Mincemeat cookies? Really? ohh…no, thanks. I don’t really like mincemeat. “You’ll like these,” Erin Merrill said as she nudged the plate across the table a few inches. I resisted for a while. Erin looked from me to the cookies and back again several times, nudging them now and then. “They’re gooood.” Erin’s convincing, and as mom to my favorite little guy, she’s kind of hard to resist.
She was right. These cookies are fantastic. There isn’t a lot of mincemeat in this filled cookie so it’s a great recipe for someone who thinks they don’t like mincemeat cookies, or isn’t crazy about mincemeat but doesn’t hate it, to enjoy the cookies. The cookie recipe is Erin’s. The mincemeat recipe is my Mum’s.

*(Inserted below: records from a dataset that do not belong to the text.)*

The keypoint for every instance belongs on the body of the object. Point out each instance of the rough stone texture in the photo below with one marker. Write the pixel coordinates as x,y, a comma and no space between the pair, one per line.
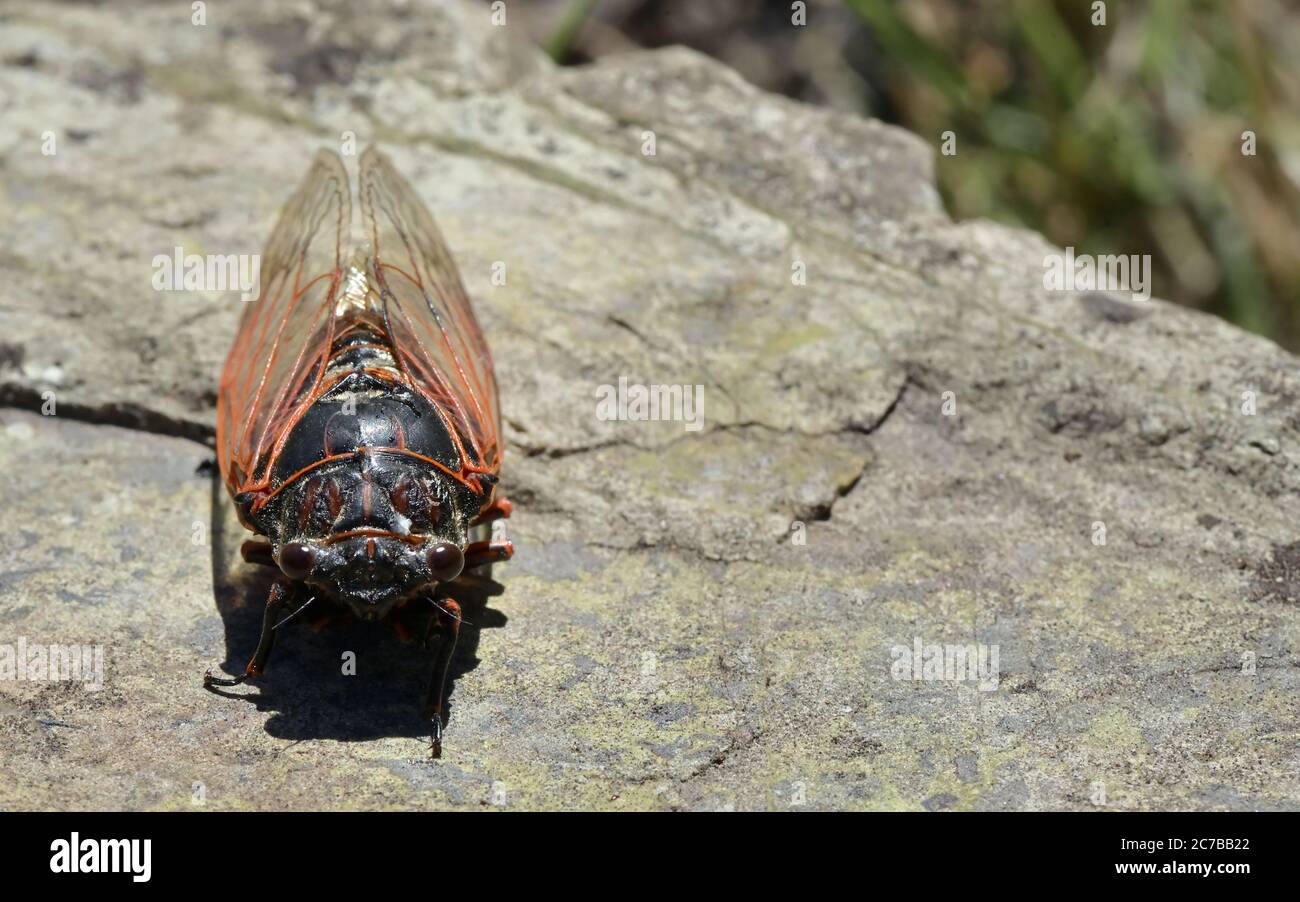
662,642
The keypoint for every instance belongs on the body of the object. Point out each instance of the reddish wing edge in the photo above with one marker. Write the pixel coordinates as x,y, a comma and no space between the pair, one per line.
437,338
277,361
285,335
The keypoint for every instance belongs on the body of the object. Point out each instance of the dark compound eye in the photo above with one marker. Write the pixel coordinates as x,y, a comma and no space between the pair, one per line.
297,560
446,562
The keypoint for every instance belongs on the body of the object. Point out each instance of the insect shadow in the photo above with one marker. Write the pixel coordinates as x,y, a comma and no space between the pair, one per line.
337,679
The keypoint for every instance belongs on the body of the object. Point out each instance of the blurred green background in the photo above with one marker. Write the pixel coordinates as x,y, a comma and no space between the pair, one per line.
1123,137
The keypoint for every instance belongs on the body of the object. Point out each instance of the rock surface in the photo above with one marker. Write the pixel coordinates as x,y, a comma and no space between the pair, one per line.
694,619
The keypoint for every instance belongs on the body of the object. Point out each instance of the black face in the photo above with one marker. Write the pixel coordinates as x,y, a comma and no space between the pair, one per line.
371,532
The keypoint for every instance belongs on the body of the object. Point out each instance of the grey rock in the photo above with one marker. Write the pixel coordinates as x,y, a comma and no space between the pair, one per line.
694,619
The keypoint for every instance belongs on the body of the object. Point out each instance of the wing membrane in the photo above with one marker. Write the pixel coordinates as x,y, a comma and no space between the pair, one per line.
430,322
285,335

Mincemeat was made back in the day when refrigeration wasn’t as easy as opening a door on an appliance. Spices were used as a preservative. Mum used basic measurements. The main ingredients are in pounds, the spices in tablespoons. If you want to use a bowl for the measuring container use the same bowl, and adjust the spices to suit the amount of main ingredients.
I store these cookies in the refrigerator because they’re filling so the batch lasts a while. I like to either warm them in the microwave for 10 seconds or leave them on the counter until the reach room temperature.
Erin writes a blog called …and a strong cup of coffee. What’s it like to hunt from a woman’s point of view? She shares her experiences from learning with her dad to now hunting with Dad and her husband. Erin recommended me for the spot as co-host of On The Fire, and she’s a great friend, outdoorswoman, and financial supporter of this blog. And seriously, she makes excellent mincemeat cookies.
Mincemeat Cookie Recipe - it's not just for pies
- 1 cup butter softened
- 1/2 cup sugar
- 1/2 cup confectioners sugar
- 1 egg
- 1 tsp vanilla
- 1 tsp sea salt
- 3 cups all purpose flour
- 5 pounds Apples Peeled if you'd like, and chopped
- 2 pounds venison or beef cooked and shredded
- 2 pounds currants
- 1 pound seedless raisins
- 1 pound golden raisins
- 2 1/2 pounds Brown Sugar
- 1 cup molasses
- 2 tablespoon cinnamon
- 1 tablespoon allspice
- 1 tablespoon salt
- 1 tablespoon nutmeg
- 1 quart Apple Cider
- In a mixer, combined butter, vanilla and both sugars until creamy. Mix in egg and salt. Add 1 cup of flour at a time, making sure it is well combined. The dough will be firm. Cover the bowl and refrigerate for 30 minutes. Place dough on a well-floured surface. Let warm about 5 minutes or until it can easily be molded without cracking. Roll dough out to 1/4" thick. Use a cookie cutter to cut dough. Place 1 tablespoon of mincemeat filling in the center of half of the cookies. Use the remaining rounds to cover the cookie and press edges together. Lightly whip one egg white. Using a brush, coat the top and seam of each cookie with the egg white. Cut small hole in the top of each cookie. Bake at 350° for 20 minutes.
- Mix all ingredients together. Cook over low to medium heat until apples are tender but not mushy. If necessary, add more cider. Allow to cool enough to use immediately or store in the refrigerator until use.